Présenté comme un film historique – genre peu garant de succès public en Inde –, Jodhaa-Akbar délaisse heureusement rapidement le récit de la conquête moghole, plutôt obscur pour un spectateur peu rompu à la géopolitique indienne du XVIe siècle (et perdu dans les différentes alliances entre royaumes rajpoutes). Le véritable propos est double: faire œuvre de pédagogie réconciliatrice entre hindous et musulmans par le biais du couple Jodhaa/Akbar mais également par le biais du charisme sublimé de l’empereur (interprété par un acteur phare de Bollywood, au physique plus qu’avantageux, Hrithik Roshan); mais aussi céder avec bonheur aux codes de la romance contrariée entre le héros et l’héroïne, d’abord engoncés dans leur mariage arrangé puis découvrant l’amour au fil de scènes d’autant plus sensuelles qu’elles restent extrêmement pudiques. La beauté sculpturale d’Aishwarya Rai Bachchan, actrice plus fine que sa réputation le laisse présager, en fait une princesse de choix, aussi fière et déterminée que tendre amoureuse prête à accepter sa défaite.
Il y aurait matière à regrets dans Jodhaa-Akbar, regrets qui grèvent encore la possibilité que l’industrie bollywoodienne puisse un jour véritablement percer en France. Le propos est parfois trop confus, hésitant entre plusieurs pistes sans en creuser véritablement une seule; et Gowariker semble se reposer trop souvent sur la beauté (infinie, il est vrai) de ses images, comme s’il suffisait de contempler pour dire ou pour montrer. Reste, pour les frileux du « message » – certes très cadré –, le spectacle de la superproduction indienne, d’une magnificence à couper le souffle dans les numéros musicaux (non dansés pour la plupart) comme dans l’épopée. Le mot féérique ne sera jamais galvaudé ici.

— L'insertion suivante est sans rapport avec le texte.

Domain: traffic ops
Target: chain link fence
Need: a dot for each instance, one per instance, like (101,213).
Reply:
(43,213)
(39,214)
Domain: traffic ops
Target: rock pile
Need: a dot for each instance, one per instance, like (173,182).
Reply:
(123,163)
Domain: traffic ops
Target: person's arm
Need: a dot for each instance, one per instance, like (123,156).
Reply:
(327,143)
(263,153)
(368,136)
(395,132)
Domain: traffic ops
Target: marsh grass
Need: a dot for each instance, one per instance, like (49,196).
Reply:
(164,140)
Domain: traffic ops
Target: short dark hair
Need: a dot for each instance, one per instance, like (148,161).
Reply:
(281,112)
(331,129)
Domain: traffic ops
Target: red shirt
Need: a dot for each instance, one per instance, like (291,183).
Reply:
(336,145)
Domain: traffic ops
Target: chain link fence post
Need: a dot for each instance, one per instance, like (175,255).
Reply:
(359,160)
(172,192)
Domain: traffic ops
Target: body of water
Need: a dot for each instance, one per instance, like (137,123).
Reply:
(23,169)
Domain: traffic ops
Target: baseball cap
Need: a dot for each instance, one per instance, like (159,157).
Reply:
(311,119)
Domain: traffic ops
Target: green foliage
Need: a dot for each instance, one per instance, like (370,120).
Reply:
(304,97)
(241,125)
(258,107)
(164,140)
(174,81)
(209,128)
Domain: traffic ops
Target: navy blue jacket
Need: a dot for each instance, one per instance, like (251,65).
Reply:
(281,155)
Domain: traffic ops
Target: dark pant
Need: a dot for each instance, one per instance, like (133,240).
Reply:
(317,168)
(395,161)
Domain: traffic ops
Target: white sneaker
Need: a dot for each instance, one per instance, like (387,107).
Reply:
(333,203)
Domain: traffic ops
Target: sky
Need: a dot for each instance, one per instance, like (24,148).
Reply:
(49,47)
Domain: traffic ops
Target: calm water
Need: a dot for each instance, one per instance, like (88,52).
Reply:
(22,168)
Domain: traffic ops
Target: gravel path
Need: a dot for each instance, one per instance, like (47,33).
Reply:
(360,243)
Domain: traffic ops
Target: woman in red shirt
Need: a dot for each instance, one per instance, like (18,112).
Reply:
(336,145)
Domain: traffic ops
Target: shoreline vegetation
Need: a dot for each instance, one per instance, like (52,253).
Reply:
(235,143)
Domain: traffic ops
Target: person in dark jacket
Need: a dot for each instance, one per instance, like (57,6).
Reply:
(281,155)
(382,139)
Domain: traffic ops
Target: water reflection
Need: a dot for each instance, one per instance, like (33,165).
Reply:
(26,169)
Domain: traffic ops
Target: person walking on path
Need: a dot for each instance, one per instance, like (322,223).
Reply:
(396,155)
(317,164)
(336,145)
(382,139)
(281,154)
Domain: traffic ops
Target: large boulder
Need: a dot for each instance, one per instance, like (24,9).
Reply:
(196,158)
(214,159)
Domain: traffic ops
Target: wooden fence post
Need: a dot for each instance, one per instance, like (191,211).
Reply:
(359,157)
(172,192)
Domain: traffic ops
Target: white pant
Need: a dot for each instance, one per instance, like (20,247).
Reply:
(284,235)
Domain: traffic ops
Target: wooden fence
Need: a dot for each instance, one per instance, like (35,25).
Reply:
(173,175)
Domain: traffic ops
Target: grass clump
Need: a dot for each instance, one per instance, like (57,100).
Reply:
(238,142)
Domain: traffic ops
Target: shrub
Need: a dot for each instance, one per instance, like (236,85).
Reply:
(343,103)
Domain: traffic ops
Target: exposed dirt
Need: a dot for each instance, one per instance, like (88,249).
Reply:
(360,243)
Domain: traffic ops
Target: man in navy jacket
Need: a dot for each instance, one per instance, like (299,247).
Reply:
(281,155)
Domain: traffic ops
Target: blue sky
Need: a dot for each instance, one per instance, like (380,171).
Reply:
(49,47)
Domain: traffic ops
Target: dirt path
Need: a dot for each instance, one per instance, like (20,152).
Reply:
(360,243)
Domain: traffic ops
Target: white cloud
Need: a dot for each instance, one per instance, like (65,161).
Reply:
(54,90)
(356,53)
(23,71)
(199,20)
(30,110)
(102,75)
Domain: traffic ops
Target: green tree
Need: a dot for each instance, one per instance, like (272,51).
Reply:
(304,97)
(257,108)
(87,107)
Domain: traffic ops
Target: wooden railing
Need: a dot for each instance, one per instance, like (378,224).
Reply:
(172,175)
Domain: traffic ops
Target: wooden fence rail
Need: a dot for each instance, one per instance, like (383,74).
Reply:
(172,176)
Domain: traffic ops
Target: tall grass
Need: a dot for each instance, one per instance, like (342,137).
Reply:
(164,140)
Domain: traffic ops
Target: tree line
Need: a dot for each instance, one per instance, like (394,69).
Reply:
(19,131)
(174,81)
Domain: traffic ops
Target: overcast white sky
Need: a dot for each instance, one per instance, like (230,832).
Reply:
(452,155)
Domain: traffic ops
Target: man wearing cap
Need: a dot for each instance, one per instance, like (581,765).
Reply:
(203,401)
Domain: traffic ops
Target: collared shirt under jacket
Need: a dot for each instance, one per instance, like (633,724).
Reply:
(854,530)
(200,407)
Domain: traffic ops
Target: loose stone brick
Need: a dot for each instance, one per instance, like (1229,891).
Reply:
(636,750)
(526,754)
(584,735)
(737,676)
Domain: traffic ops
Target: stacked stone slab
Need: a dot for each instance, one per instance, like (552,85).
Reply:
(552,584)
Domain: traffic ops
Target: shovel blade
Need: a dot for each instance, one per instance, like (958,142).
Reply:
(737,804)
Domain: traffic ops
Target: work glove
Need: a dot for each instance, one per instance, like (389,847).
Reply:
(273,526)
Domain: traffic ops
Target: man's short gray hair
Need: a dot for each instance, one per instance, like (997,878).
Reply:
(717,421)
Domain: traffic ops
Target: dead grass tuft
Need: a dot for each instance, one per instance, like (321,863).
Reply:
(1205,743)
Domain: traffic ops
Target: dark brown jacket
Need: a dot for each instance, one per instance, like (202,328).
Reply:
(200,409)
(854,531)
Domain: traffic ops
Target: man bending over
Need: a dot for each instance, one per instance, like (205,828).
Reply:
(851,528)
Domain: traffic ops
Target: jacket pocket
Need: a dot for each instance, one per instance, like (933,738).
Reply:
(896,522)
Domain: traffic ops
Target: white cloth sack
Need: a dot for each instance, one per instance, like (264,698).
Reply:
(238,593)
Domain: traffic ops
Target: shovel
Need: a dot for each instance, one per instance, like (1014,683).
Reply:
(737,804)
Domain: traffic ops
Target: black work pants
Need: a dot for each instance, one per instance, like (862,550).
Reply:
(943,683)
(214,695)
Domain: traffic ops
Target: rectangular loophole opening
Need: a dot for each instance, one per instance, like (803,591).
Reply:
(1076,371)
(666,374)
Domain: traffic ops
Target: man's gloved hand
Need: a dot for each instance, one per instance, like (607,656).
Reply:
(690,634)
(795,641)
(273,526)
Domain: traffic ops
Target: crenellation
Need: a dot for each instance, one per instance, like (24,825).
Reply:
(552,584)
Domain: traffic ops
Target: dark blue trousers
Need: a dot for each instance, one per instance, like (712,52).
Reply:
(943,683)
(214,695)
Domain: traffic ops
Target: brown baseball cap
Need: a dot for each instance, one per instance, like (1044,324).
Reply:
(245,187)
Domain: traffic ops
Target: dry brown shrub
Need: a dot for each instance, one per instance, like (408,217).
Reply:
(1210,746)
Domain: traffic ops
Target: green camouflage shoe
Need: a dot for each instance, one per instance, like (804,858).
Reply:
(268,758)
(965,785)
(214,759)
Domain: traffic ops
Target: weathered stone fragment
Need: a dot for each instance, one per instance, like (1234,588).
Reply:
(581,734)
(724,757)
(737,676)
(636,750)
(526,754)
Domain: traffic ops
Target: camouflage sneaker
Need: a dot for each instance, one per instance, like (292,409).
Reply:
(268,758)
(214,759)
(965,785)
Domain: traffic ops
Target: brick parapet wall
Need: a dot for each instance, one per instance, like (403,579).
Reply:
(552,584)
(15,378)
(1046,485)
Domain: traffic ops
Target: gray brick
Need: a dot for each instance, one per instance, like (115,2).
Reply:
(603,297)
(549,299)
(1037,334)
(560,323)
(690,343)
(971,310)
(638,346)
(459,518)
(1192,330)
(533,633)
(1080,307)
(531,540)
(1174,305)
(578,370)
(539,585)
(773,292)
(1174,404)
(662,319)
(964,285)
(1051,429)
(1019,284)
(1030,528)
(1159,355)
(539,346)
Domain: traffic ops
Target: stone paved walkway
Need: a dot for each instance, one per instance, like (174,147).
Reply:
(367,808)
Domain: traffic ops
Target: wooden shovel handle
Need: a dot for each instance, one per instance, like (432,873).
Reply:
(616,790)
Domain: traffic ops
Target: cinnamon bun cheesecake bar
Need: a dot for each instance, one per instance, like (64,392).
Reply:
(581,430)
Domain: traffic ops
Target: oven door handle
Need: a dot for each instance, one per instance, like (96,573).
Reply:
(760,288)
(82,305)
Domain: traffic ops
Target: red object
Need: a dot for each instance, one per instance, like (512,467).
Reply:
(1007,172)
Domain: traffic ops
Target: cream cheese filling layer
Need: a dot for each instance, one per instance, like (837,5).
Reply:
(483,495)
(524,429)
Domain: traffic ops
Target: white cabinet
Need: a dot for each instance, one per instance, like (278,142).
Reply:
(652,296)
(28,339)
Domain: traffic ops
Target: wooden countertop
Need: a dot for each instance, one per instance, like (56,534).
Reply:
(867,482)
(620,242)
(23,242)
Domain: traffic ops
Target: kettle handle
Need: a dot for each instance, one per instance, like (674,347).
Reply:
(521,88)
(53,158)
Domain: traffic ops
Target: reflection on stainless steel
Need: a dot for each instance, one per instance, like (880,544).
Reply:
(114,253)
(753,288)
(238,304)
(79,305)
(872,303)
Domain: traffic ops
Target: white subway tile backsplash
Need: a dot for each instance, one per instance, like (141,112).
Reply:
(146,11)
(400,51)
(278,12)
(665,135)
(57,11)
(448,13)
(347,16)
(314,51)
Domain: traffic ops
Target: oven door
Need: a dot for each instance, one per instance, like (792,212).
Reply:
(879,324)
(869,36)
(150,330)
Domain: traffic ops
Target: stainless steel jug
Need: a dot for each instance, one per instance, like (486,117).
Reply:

P.S.: le triple DVD édité par Carlotta Films est un splendide cadeau pour les férus de cinéma indien, puisqu’il contient un documentaire en 3 parties de Hubert Niogret, critique à Positif, consacré aux cinémas indiens du nord (bengali) au sud (tamoul) en passant par l’industrie hindi de Bollywood. Sans doute à ce jour le meilleur film réalisé sur ce sujet, incluant des interviews rares des plus importants cinéastes indiens (Buddhadeb Dasgupta, Adoor Gopalakhrisnan, Goutam Ghose, Mrinal Sen, Gowariker, Shyam Benegal et Mani Kaul) ou icônes du grand écran (Shabana Azmi, Sharmila Tagore), ainsi qu’une longue analyse de l’œuvre de Satyajit Ray et de Ritwik Ghatak.